Timothy Keller memberikan penjelasan yang baik untuk kita renungkan ketika membicarakan mengenai meditasi. Dia mengatakan, “Ketika mazmur pertama meminta kita untuk merenungkan firman Allah atau mempraktikkan meditasi, ia menggunakan sebuah kata yang secara harfiah artinya berkomat-kamit (to mutter). Ini merujuk kepada fakta bahwa, di masa lalu khususnya, Kitab Suci dihafalkan sambil bersuara. Memang tidak ada cara yang lebih baik untuk merenungkan ayat firman Tuhan dan menarik aspek, implikasi, serta kekayaan maknanya selain menghafalkannya.”2 Artinya sebelum kita merenungkan firman Tuhan, kita harus terlebih dahulu menghafalkannya, baru setelah itu merenungkannya, mempertimbangkannya secara hati-hati, dan dengan demikian kita boleh memperoleh suatu pengertian yang lebih mendalam akan firman Tuhan.

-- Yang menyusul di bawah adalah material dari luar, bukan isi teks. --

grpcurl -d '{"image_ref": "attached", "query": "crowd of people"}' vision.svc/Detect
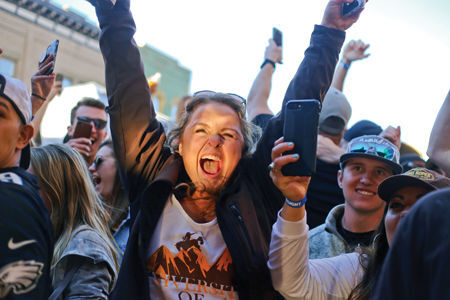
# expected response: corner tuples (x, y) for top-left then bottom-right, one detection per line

Selain itu kita harus membedakan antara meditasi Kristen dan meditasi lainnya. Meditasi Kristen adalah meditasi alkitabiah, sehingga di dalam melakukan meditasi kita tidak mengosongkan pikiran dari konsep rasional.3 Ini berarti meditasi Kristen menuntut adanya pikiran dan pertimbangan logis yang menggunakan seluruh akal pikiran atau rasio kita. Meditasi Kristen justru mempertumbuhkan pengenalan kita akan Tuhan, kesadaran akan kebergantungan kita kepada Tuhan, dan pada akhirnya kasih kita kepada Tuhan.
Kiranya melalui penjelasan yang singkat ini kita boleh memahami makna meditasi yang sesungguhnya. Akhir kata, marilah kita senantiasa merenungkan (meditasi) kebenaran firman Tuhan siang dan malam sampai kita bertemu Pencipta kita.
Referensi:
1. James C. Petty, Selangkah Demi Selangkah (Surabaya: Penerbit Momentum, 2004), hlm. 235.

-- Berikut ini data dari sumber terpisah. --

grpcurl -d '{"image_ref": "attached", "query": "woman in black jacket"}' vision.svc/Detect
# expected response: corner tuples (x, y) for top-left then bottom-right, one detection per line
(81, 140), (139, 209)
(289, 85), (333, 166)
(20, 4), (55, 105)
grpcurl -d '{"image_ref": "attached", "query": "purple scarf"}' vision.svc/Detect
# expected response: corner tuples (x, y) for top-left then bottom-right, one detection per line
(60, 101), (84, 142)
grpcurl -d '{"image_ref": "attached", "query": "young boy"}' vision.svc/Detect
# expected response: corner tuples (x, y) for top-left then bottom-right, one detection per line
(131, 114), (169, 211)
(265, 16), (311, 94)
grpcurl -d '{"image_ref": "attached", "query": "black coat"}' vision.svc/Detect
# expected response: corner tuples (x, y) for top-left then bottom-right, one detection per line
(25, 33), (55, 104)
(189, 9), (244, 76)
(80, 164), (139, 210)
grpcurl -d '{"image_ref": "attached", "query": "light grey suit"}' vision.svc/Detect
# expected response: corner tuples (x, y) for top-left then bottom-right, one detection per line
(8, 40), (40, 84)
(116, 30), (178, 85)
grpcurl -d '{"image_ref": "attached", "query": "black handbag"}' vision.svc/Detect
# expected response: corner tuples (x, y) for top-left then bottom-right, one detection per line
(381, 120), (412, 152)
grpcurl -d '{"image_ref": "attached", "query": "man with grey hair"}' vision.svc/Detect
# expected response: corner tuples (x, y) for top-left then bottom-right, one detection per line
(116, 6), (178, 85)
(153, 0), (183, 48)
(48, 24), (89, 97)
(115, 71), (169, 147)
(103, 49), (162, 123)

2. Timothy Keller, Pray (Surabaya: Literatur Perkantas Jawa Timur), hlm. 166.
3. Ibid, 168.
1. James C. Petty, Selangkah Demi Selangkah (Surabaya: Penerbit Momentum, 2004), hlm. 235.
2. Timothy Keller, Pray (Surabaya: Literatur Perkantas Jawa Timur), hlm. 166.
3. Ibid, 168.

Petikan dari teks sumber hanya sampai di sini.